Focusing on outcomes is critical as it helps guide our use of time – our most important asset. And it ensures that we are giving our customers what they need. Failure to focus on outcomes means we stay busy but really don’t make progress.

Engineers tend to like to solve tough puzzles. After all, it is how we are wired. Yet research from an IDG InfoWorld study indicates that 85 percent of developers either frequently or sometimes spend their time troubleshooting software issues. If we consider value and think about time as our most important resource, is there a better use of software developer’s time?

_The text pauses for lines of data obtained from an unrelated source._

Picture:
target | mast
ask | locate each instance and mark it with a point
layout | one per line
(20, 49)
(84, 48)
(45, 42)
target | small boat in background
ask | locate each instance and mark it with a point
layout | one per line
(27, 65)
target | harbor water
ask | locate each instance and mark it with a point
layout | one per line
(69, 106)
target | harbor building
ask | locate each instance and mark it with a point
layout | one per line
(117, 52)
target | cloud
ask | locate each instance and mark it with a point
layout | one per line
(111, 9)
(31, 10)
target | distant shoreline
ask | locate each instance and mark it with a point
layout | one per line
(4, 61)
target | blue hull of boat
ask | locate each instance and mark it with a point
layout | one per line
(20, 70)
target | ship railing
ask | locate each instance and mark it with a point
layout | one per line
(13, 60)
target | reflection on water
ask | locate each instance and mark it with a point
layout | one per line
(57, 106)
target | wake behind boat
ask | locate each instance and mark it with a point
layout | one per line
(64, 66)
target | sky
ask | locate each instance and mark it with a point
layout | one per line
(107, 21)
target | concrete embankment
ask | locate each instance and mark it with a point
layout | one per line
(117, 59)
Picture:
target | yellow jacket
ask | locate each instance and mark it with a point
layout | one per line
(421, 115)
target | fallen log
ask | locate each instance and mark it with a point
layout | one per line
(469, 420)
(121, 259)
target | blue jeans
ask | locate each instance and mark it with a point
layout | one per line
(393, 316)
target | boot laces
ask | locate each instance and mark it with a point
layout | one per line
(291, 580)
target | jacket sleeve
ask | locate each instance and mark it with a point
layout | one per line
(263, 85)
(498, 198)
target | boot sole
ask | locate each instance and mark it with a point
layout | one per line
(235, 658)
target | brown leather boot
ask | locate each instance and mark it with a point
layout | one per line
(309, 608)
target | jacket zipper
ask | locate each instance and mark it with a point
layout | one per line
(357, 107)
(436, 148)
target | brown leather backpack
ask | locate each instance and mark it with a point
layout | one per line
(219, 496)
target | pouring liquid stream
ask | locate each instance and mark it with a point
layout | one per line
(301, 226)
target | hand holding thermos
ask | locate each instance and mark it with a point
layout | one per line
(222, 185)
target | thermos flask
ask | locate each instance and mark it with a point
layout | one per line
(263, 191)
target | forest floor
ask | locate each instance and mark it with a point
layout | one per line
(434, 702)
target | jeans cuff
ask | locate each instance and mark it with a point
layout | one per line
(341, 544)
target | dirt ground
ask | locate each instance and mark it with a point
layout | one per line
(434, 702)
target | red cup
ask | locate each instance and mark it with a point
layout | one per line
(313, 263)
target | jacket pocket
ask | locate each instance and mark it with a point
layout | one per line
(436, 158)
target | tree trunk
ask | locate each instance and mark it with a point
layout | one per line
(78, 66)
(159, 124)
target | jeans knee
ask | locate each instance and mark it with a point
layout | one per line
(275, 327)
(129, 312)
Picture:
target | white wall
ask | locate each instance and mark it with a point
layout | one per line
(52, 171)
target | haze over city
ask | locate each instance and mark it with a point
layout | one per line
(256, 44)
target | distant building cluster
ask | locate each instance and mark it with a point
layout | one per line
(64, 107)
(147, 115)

Giving back time to software developers would allow them space to work more closely with their customers and more time to solve problems that are specific related to the customer’s environment. The value of a good developer is driven by the ability to solve a problem they have never seen, how to step through a problem in a logical fashion, and understanding their customer.

So, if we look at development holistically, we begin to see how a multi-layered approach would help. Instituting peer code reviews, beefing up continuous integration, and introducing better tools like CodeDynamics to find memory leaks, arithmetic pointer errors, and race conditions in highly scaled computing environments. With this, you can carve out space to support targeted innovation. And, move beyond asking, “how do I take advantage of new technology” to actually having some engineers available to build a prototype.

How could you carve out more space for your software developers?